The events of The Odyssey supposedly take place in the Late Bronze Age, which ended with the societal collapse of many of the civilisations in the Mediterranean basin. We don’t really know why – war, environmental disaster, perhaps an economic crisis. Nolan, however, links it directly to one of the core themes of Homer’s text: the violation of “Xenia”, translated here as “Zeus’s Law”, an institutionalised concept of hospitality that proved crucial for diplomacy between these mighty civilisations. To modern audiences, it translates better as the concept of basic decency.

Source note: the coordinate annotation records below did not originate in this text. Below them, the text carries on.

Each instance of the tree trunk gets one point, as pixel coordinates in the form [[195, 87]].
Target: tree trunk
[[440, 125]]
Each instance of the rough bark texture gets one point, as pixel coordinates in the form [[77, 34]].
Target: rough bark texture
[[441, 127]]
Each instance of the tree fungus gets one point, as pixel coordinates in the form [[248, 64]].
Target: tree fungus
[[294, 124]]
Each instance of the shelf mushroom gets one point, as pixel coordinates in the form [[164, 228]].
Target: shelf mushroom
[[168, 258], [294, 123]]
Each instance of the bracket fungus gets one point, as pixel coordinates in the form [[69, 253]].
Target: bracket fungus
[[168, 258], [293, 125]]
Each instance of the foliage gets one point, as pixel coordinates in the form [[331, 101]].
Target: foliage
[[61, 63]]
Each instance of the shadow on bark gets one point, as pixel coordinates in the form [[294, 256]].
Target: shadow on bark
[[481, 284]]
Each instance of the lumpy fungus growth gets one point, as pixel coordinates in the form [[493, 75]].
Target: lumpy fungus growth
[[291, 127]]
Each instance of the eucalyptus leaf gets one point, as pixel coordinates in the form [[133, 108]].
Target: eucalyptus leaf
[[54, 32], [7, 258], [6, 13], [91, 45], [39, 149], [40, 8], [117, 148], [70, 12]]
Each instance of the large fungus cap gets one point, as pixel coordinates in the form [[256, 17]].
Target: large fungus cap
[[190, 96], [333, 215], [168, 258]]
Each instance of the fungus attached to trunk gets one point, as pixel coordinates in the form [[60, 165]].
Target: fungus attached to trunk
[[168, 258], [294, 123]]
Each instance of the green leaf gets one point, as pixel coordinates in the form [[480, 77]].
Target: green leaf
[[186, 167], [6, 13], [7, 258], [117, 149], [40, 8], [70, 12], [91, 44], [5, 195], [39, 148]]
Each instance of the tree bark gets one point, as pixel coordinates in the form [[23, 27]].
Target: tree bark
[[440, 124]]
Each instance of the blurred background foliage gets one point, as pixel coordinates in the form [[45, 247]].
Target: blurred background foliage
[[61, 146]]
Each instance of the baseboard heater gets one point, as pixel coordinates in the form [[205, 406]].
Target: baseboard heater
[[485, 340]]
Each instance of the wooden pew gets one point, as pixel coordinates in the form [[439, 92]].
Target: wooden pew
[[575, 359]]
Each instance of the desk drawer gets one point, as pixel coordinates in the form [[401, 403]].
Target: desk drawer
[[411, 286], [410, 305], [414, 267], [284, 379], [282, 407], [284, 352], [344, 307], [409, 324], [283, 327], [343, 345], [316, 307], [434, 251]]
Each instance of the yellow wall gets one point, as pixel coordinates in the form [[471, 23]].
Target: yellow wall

In the director’s eyes, the Trojan horse, a deceitful sacrifice filled with soldiers poised for slaughterous ambush, should be considered as much a violation of that decency as the suitors who plague Odysseus’s home. And it spreads like a disease. Suddenly, it makes sense why all of The Odyssey’s heroes have American accents. Nolan is thinking about a modern empire that has violated “Xenia” again and again, with its A-bombs and false ceasefires, and whether that empire is facing its own imminent collapse. It’s the lesson Nolan’s work has always taught us – time moves in circles. And we’re powerless to it.

Dir: Christopher Nolan. Starring: Matt Damon, Tom Holland, Anne Hathaway, Robert Pattinson, Lupita Nyong’o, Samantha Morton, Zendaya, Charlize Theron. Cert 15, 173 minutes.